Retrieval Augmented Generation or Long-Context LLMs? A Comprehensive Study and Hybrid Approach

3 minute read

The key idea

This paper from Google DeepMind attempts to answer the question of which is better - long context LLMs (LC) or retrieval augmented generation (RAG)? For state-of-the-art LLMs they find that LC outperforms RAG, albeit at a larger computational cost due to the quadratic complexity of attention. However, they find that for most queries, both RAG and LC generate identical predictions. Motivated by this observation, the authors propose a method to route queries to RAG or LC, reducing the cost of inference while maintaining task performance comparable to LC.

For several state-of-the-art LLMs, long context outperforms RAG, but routing between the two methods can attain similar performance with a fraction of the cost.

Figure 1. While long-context LLMs (LC) surpass RAG in long-context understanding, RAG is significantly more cost-efficient. Our approach, SELF-ROUTE, combining RAG and LC, achieves comparable performance to LC at a much lower cost.

Background

An emergent behaviour in LLMs is in-context learning, in which models can retrieve and learn from information present in its context. This behaviour allows models to learn from new information not seen in its training data, without requiring fine-tuning. However, the attention operation present in LLMs has a cost that scales quadaratically with the length of the sequence, and therefore increasing the amount of context may lead to slower performance. Retrieval Augmented Generation (RAG) can alleviate some of this cost by only retrieving a subset of relevant documents/information, which is added to the prompt before the inference process begins. This permits shorter, cheaper sequence lengths, but does not allow the model to see all avaialable context during inference, and relies on a quality retrieval method to ensure that the relevant documents have been retrieved.

Their method

The authors benchmarked both LC and RAG approaches on a variety of NLP tasks and state-of-the-art LLMs, including Gemini-1.5-Pro, GPT-4O and GPT-3.5-Turbo, which support context lengths of 1M, 128k and 16k tokens respectively. The results found that in general, LC outperforms RAG, except when using datasets from $\infty\text{Bench}$ (where RAG outperforms LC for GPT-3.5-Turbo, likely due to the model’s limited context window). These results differ from previous work comparing the two strategies, but the authors argue this is due to their use of stronger LLMs and longer contexts in their experiments.

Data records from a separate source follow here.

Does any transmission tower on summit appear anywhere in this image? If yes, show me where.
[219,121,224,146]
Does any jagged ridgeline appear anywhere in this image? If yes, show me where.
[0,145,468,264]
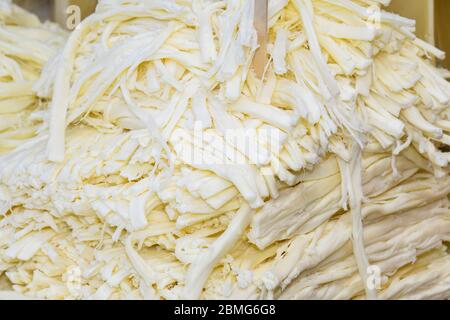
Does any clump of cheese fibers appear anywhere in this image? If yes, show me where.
[0,0,450,299]
[0,0,66,154]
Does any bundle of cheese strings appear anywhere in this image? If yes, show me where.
[0,0,450,299]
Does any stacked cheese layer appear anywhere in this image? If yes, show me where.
[0,0,450,299]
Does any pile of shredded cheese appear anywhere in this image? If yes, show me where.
[0,0,450,299]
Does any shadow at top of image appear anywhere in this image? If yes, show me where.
[9,0,450,69]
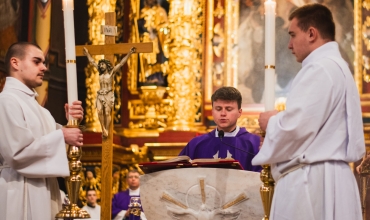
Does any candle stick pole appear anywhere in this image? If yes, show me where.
[55,0,90,219]
[260,0,276,220]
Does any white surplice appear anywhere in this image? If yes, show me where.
[0,77,69,220]
[252,42,365,220]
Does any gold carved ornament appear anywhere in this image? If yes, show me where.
[85,0,118,132]
[167,0,205,130]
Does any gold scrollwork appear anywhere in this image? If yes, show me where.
[362,16,370,51]
[213,0,225,19]
[362,55,370,83]
[359,0,370,11]
[168,0,205,130]
[212,62,225,86]
[212,23,225,57]
[128,99,173,129]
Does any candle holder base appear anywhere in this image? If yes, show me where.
[55,204,90,219]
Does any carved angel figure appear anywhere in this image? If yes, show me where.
[84,47,136,138]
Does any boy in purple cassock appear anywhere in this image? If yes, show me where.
[179,87,262,171]
[112,170,146,220]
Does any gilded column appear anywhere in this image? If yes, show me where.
[354,0,366,94]
[85,0,116,132]
[168,0,205,131]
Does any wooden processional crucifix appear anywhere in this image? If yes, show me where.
[76,12,153,219]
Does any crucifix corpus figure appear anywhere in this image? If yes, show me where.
[83,47,136,138]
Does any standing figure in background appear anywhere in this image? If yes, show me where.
[252,4,365,220]
[82,189,101,220]
[84,47,136,138]
[138,0,168,86]
[112,170,146,220]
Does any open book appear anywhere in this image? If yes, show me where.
[139,155,243,173]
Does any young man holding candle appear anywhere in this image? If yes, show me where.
[252,4,365,220]
[0,42,83,220]
[180,87,261,171]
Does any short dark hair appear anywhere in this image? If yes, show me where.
[126,170,140,179]
[5,41,41,76]
[289,3,335,41]
[211,86,242,109]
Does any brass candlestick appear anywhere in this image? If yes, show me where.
[55,119,90,219]
[260,131,275,220]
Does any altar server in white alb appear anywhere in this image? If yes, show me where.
[252,4,365,220]
[0,42,83,220]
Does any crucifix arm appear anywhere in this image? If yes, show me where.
[112,47,136,73]
[84,47,99,69]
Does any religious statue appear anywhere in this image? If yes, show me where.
[84,47,136,138]
[79,167,101,205]
[138,0,168,86]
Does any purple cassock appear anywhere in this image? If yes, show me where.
[179,128,262,172]
[112,190,143,218]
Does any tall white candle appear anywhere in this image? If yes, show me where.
[63,0,78,119]
[265,0,276,111]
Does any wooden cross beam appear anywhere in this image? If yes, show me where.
[76,42,153,56]
[76,12,153,219]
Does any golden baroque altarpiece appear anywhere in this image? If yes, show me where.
[66,0,370,208]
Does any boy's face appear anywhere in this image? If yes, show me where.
[10,45,46,89]
[86,190,97,205]
[212,99,242,132]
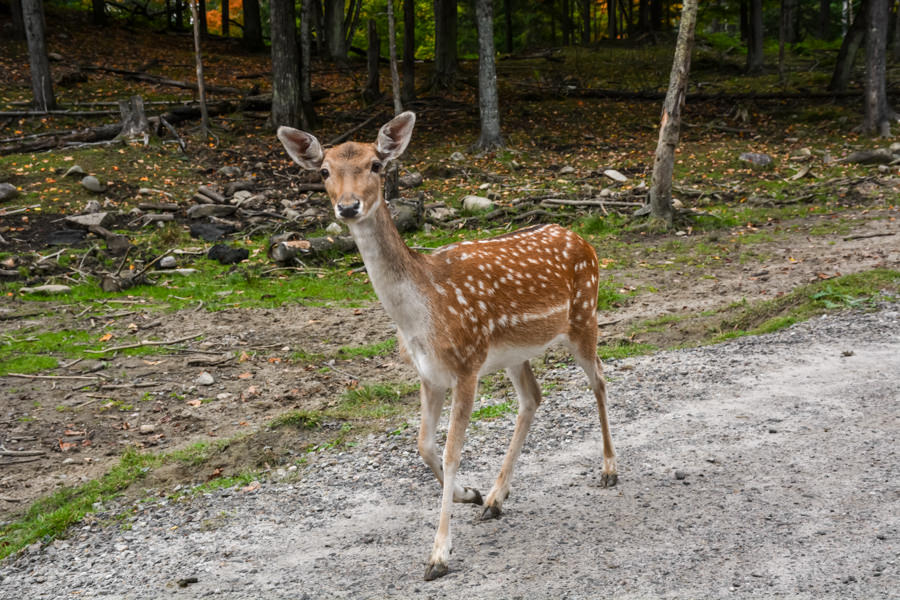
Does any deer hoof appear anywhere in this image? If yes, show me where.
[481,506,500,521]
[425,563,450,581]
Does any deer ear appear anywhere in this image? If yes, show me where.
[375,111,416,161]
[277,126,325,171]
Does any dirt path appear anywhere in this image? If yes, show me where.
[0,305,900,600]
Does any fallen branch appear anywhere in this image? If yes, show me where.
[84,333,203,354]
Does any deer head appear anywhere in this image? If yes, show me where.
[278,111,416,222]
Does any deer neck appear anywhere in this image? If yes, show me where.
[349,200,430,334]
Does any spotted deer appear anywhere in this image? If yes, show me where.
[278,112,617,580]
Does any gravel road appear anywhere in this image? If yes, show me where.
[0,305,900,600]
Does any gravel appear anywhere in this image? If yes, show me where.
[0,305,900,600]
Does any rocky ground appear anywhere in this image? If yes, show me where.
[0,305,900,600]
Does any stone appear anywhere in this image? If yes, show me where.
[0,183,19,202]
[81,175,106,194]
[187,204,237,219]
[63,165,87,178]
[217,165,242,177]
[159,256,178,269]
[66,212,113,229]
[738,152,773,168]
[603,169,628,183]
[463,196,494,212]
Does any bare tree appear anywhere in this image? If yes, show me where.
[269,0,301,128]
[863,0,894,137]
[747,0,763,73]
[475,0,503,150]
[403,0,416,102]
[387,0,403,116]
[650,0,697,225]
[22,0,56,111]
[188,0,210,139]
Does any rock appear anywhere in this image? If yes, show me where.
[81,175,106,194]
[206,244,250,265]
[159,256,178,269]
[603,169,628,183]
[428,206,457,221]
[397,173,425,190]
[66,212,112,229]
[738,152,772,168]
[0,183,19,202]
[44,229,87,246]
[194,371,216,385]
[63,165,86,178]
[187,204,237,219]
[19,284,72,295]
[463,196,494,212]
[217,165,243,177]
[838,148,894,165]
[191,223,236,242]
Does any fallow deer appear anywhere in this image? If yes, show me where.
[278,112,617,580]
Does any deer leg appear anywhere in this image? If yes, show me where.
[573,352,619,487]
[481,361,541,521]
[425,373,480,581]
[418,380,483,505]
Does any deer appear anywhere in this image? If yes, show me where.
[277,111,618,581]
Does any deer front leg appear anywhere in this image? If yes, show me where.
[425,373,480,581]
[418,379,484,505]
[481,361,541,521]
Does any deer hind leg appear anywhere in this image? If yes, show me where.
[425,372,481,581]
[418,380,483,504]
[570,336,619,487]
[481,361,541,521]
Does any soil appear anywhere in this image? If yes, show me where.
[0,203,900,518]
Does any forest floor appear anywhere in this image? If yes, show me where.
[0,5,900,572]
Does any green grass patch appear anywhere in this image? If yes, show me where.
[325,383,419,420]
[471,400,516,423]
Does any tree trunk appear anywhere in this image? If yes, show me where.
[92,0,106,25]
[387,0,403,116]
[22,0,56,110]
[506,0,512,54]
[403,0,416,103]
[431,0,458,91]
[323,0,347,63]
[606,0,619,40]
[781,0,800,44]
[188,1,210,140]
[863,0,893,137]
[300,0,317,131]
[221,0,231,38]
[828,0,868,92]
[242,0,263,52]
[816,0,831,40]
[269,0,301,129]
[747,0,763,73]
[199,0,209,38]
[650,0,697,225]
[363,19,382,104]
[475,0,503,150]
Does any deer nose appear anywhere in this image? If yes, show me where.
[336,197,359,219]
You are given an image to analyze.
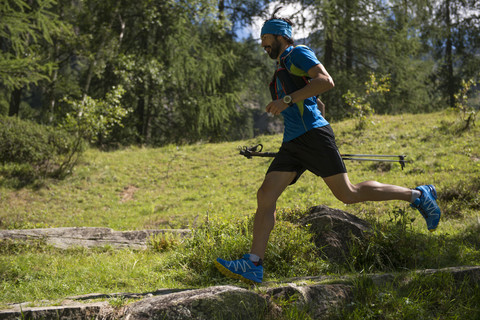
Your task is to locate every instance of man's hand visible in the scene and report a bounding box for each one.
[266,99,288,116]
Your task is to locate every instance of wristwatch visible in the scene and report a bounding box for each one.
[283,95,293,107]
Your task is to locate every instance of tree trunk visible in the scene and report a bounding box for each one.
[445,0,455,108]
[8,88,23,117]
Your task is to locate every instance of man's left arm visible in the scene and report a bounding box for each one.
[266,64,335,115]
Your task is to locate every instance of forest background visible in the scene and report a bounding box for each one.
[0,0,480,147]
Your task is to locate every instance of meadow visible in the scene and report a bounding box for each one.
[0,111,480,319]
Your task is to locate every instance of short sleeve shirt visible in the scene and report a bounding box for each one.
[277,46,328,142]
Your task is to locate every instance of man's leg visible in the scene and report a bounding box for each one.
[250,171,297,259]
[323,173,441,231]
[215,171,297,284]
[323,173,412,203]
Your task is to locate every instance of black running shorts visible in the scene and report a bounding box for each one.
[267,125,347,184]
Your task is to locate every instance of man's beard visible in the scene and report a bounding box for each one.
[268,38,281,59]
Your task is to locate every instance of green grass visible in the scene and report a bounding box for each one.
[0,112,480,319]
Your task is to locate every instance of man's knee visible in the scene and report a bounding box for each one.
[333,186,358,204]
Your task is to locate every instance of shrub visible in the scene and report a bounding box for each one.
[0,116,79,183]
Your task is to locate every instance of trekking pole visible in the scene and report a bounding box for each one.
[240,144,410,170]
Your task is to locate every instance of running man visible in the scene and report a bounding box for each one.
[215,17,441,284]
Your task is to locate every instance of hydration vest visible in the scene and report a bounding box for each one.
[270,47,310,100]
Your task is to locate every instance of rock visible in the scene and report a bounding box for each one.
[267,284,353,319]
[122,286,276,320]
[0,302,108,320]
[0,227,190,249]
[299,206,371,263]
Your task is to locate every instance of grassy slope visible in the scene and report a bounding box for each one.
[0,113,480,230]
[0,112,480,304]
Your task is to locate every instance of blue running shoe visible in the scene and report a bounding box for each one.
[215,254,263,284]
[410,184,442,231]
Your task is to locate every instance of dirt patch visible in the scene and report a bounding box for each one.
[120,185,138,203]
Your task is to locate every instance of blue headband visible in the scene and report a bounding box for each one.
[260,19,292,39]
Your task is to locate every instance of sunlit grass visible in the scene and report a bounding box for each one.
[0,112,480,318]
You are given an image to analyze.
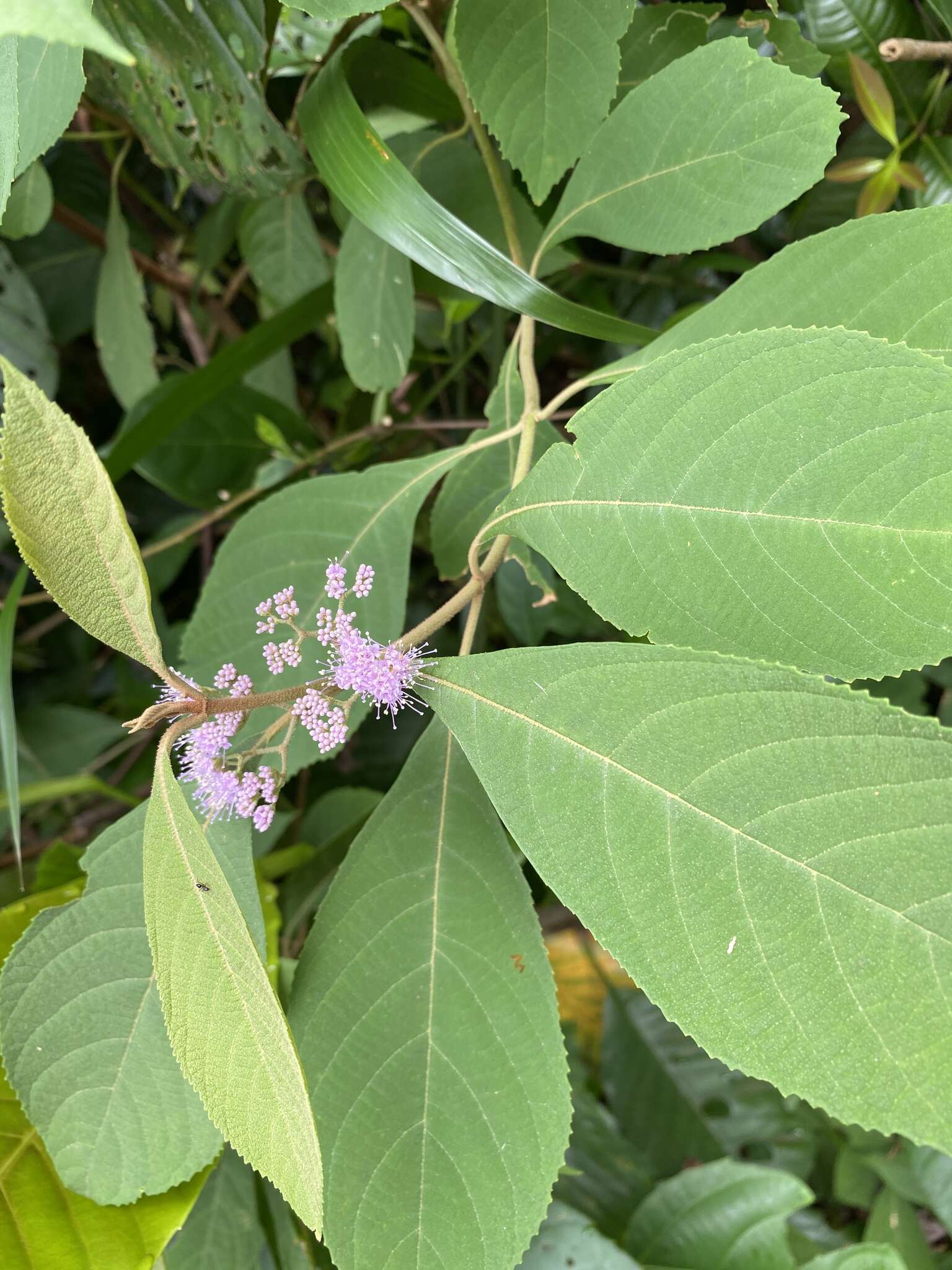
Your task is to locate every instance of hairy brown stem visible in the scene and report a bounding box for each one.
[879,35,952,62]
[53,203,244,339]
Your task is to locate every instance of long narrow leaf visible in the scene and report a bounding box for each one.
[299,55,658,344]
[0,564,29,887]
[104,282,334,480]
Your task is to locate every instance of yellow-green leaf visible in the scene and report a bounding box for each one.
[0,358,167,676]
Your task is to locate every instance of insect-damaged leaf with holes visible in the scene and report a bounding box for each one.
[87,0,306,198]
[0,806,263,1204]
[142,747,322,1233]
[453,0,632,203]
[542,39,843,255]
[0,358,165,674]
[428,644,952,1150]
[490,329,952,680]
[291,722,570,1270]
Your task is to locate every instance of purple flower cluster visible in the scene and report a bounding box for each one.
[161,560,431,830]
[327,613,430,726]
[291,688,346,755]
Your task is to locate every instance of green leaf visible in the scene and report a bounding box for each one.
[392,128,574,285]
[0,0,136,66]
[0,565,27,887]
[925,0,952,30]
[105,285,333,480]
[121,373,314,509]
[0,35,19,217]
[334,218,414,393]
[95,185,159,411]
[870,1142,952,1229]
[738,9,829,76]
[239,190,330,309]
[0,161,53,239]
[87,0,306,198]
[602,990,795,1177]
[281,785,382,948]
[0,358,166,674]
[14,32,89,174]
[803,1243,907,1270]
[286,0,385,22]
[825,159,886,185]
[453,0,632,203]
[428,644,952,1149]
[298,55,655,344]
[430,344,558,578]
[855,161,901,220]
[486,329,952,680]
[0,806,226,1204]
[0,242,60,404]
[348,36,462,127]
[848,53,899,146]
[802,0,923,62]
[291,724,570,1270]
[517,1204,638,1270]
[0,775,138,812]
[552,1050,655,1240]
[618,0,723,97]
[542,39,843,255]
[863,1186,935,1270]
[142,748,322,1233]
[165,1147,267,1270]
[0,882,206,1270]
[180,447,487,772]
[626,1160,814,1270]
[597,207,952,382]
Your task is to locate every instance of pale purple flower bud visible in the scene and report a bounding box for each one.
[262,640,284,674]
[278,639,301,665]
[255,600,275,635]
[252,802,274,833]
[212,662,237,688]
[291,688,346,755]
[317,608,334,647]
[353,564,373,600]
[324,559,346,600]
[274,587,301,621]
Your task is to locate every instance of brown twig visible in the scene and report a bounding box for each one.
[53,203,244,339]
[879,35,952,62]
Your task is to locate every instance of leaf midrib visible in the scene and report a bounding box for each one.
[431,674,952,946]
[495,498,952,538]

One observation they noted was that for 60% of queries, RAG and LC generate the same prediction (ignoring whether the prediction is correct or not):

Most of the time, RAG and LC generate the same predictions.

Figure 2. Distribution of the difference of prediction scores between RAG and LC (computed w.r.t. groundtruth labels). RAG and LC predictions are highly identical, for both correct and incorrect ones.

Given that RAG is much cheaper than LC (due to the quadratic complexity of attention), the authors propose a simple method called Self-Route: first check if the LLM with RAG-retrieved context can successfully answer the question, using the given provided context. If the query is deemed answerable then the RAG prediction is taken as the final answer. Otherwise, the second step is called, in which the full context is provided to the long context model to obtain the final prediction. Practically, the only changes to the RAG implementation is that the LLM is given the option to declice answering with the prompt “Write unanswerable if the query can not be answered based on the provided text”.

Results

The results show that the proposed Self-Route method can obtain performance comparable to long context LLM prompting, but with a considerably reduced cost at inference time. Furthermore, Self-Route can attain better performance than RAG when retrieving fewer documents, as seen below.

The author's Self-Route method can outperform RAG with fewer retrieved documents.

Figure 3. Trade-off curves between (a) model performance and (b) token percentage as a function of k.